На время выяснения всех обстоятельств по моему вопросу меня поселили с ребятами – десантниками, участвующими в Параде. Прожил я с ними два дня. А через два дня меня забрал командированный в Москву начальник штаба части, находившейся в Рязанской области, где мне и довелось дослуживать. Таких тягот, как в учебке, конечно уже не было. Сержанту, начальнику отделения и «старослужащему», которому до дембеля оставалось полгода, уже можно было расслабиться.
Служил я в общей сложности один год, т.к. в Дрездене, естественно, не могло быть советской военной кафедры. По закону люди с высшим образованием и без военной кафедры должны были служить один год рядовыми. Конечно, если не попадали в учебку или не оставались на сверхсрочную службу.
Военная подготовка в части, конечно, тоже была. Мы часто выезжали на стрельбы. Метко стрелять из автомата меня там научили. Часто проводились и учения.

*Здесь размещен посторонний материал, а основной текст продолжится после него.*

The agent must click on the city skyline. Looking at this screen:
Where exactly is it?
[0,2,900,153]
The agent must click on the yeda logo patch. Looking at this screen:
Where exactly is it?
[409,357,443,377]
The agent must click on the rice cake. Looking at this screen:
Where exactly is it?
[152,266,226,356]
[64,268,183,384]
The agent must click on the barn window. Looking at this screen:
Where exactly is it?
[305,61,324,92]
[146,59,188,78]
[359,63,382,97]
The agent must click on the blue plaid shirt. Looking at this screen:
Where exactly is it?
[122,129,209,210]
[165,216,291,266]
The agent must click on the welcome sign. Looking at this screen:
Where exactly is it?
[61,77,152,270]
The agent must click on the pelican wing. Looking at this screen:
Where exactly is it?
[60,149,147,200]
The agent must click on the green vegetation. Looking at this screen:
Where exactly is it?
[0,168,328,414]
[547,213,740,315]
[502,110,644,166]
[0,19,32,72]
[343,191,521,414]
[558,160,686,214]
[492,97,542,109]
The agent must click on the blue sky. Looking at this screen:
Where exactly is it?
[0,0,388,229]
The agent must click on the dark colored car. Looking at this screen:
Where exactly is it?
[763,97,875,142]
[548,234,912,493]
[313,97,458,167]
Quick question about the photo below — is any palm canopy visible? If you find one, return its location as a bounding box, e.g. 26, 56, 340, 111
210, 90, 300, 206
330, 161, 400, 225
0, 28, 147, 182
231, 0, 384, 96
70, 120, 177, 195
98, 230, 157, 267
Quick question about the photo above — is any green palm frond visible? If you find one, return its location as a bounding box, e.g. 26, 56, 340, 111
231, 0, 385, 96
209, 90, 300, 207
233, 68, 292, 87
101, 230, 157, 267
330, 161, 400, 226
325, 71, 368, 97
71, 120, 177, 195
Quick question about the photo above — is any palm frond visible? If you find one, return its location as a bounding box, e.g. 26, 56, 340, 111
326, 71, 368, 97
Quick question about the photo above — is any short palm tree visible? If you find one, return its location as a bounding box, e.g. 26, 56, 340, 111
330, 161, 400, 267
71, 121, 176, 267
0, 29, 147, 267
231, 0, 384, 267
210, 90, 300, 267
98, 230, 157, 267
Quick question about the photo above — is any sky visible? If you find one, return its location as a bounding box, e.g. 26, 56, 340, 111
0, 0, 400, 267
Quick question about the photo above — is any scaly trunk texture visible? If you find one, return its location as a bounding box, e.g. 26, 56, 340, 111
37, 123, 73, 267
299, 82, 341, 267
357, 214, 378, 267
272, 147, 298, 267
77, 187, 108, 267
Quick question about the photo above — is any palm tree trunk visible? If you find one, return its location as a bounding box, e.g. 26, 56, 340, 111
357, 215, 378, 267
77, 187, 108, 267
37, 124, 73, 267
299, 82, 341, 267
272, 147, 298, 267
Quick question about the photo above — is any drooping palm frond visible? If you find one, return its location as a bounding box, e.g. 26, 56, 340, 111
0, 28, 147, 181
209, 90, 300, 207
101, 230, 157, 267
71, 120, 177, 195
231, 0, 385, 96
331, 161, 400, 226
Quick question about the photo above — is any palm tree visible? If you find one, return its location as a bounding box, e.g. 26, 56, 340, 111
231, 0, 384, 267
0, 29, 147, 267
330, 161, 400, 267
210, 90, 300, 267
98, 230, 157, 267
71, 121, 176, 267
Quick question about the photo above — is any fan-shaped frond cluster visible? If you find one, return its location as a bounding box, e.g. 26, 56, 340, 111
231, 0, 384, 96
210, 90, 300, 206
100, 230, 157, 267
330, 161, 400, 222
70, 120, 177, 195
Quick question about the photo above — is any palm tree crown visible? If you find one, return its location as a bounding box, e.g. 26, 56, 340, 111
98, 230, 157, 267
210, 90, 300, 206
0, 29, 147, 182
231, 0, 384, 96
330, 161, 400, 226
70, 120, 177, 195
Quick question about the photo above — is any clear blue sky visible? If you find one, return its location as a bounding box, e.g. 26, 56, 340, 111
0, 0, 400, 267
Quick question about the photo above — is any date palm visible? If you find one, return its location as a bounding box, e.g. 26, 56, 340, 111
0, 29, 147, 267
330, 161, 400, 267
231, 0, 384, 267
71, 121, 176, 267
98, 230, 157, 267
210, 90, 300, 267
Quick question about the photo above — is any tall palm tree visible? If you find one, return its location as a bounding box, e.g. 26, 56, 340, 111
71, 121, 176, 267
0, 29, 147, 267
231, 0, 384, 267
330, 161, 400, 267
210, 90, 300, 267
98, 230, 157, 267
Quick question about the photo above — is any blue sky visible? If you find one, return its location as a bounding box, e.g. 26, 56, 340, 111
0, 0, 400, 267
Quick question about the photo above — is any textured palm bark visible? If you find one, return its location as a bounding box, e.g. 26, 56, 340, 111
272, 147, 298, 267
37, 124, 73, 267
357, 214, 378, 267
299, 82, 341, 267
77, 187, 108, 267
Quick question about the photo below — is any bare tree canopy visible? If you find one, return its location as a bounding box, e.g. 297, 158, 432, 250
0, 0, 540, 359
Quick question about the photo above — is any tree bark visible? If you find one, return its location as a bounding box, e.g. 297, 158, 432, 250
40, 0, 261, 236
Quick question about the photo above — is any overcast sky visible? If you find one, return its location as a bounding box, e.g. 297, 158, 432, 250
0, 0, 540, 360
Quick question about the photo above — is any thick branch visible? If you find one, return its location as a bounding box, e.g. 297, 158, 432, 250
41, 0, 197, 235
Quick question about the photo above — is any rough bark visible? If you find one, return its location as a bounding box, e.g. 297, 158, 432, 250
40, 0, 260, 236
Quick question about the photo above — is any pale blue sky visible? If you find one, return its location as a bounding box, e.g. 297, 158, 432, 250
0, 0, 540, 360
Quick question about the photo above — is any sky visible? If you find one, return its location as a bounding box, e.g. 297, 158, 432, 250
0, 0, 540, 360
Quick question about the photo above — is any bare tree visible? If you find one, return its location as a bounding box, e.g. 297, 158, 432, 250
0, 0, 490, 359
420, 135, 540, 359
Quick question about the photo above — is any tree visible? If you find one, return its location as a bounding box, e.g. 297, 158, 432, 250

Если в учебке учения были в основном местного разлива, то здесь мы принимали участие в грандиозных зимних учениях Московского военного округа. Наши группы разведки действовали против выдвигающихся в сторону Гороховецких лагерей Кантемировской и Таманской дивизий. На всем протяжении от Москвы до Гороховца были десантированы 10 разведгрупп. Нас высадили в районе станции Ильино Нижегородской (тогда Горьковской) области, где технику – танки, гаубицы, передвижные ракетные установки различных типов – сгружали с железнодорожных платформ и откуда она двигалась дальше своим ходом. Нашей задачей было установить наблюдение за разгрузкой и доложить в центр о составе, количестве и типах разгружаемой техники. На всем протяжении маршрута против нас, кроме армейских подразделений, действовали сотрудники милиции и подразделения КГБ. Мы свою задачу выполнили тогда с честью. Наша группа не была никем обнаружена и не захвачена. Нас затем из заранее оговоренного места, находившегося от Ильино в 25 километрах, куда нам еще в зимних условиях нужно было совершить марш-бросок и прибыть к назначенному времени, забрали вертолетом. Из десяти групп «выжили» только две. В том числе и наша.
Я, как командир разведгруппы, получил, во-первых, очень положительную характеристику и оценку от находившегося в группе офицера – наблюдателя. Во-вторых, мне перед строем объявили благодарность командующего Московским военным округом. Но самым приятным для меня было то, что мне дали внеочередной отпуск домой сроком на 10 дней. Это был уже второй мой отпуск за год службы в армии. Редко такое бывает. Но судьба благоволила мне, чему я был очень рад. Новый год отпраздновал дома. Лена тоже приезжала. И мы опять встретились все вместе. И были очень счастливы!
Начинался 1977 год. Год окончания учебы Лены. Год завершения моей армейской эпопеи. Демобилизовался я 11 мая 1977 года.
И, наконец, начинался период моей настоящей научной деятельности во Владимирском Всесоюзном научно-исследовательском институте синтетических смол.
Я был молод, силен духом и телом, особенно после армейской спецподготовки, и готов к грандиозным свершениям!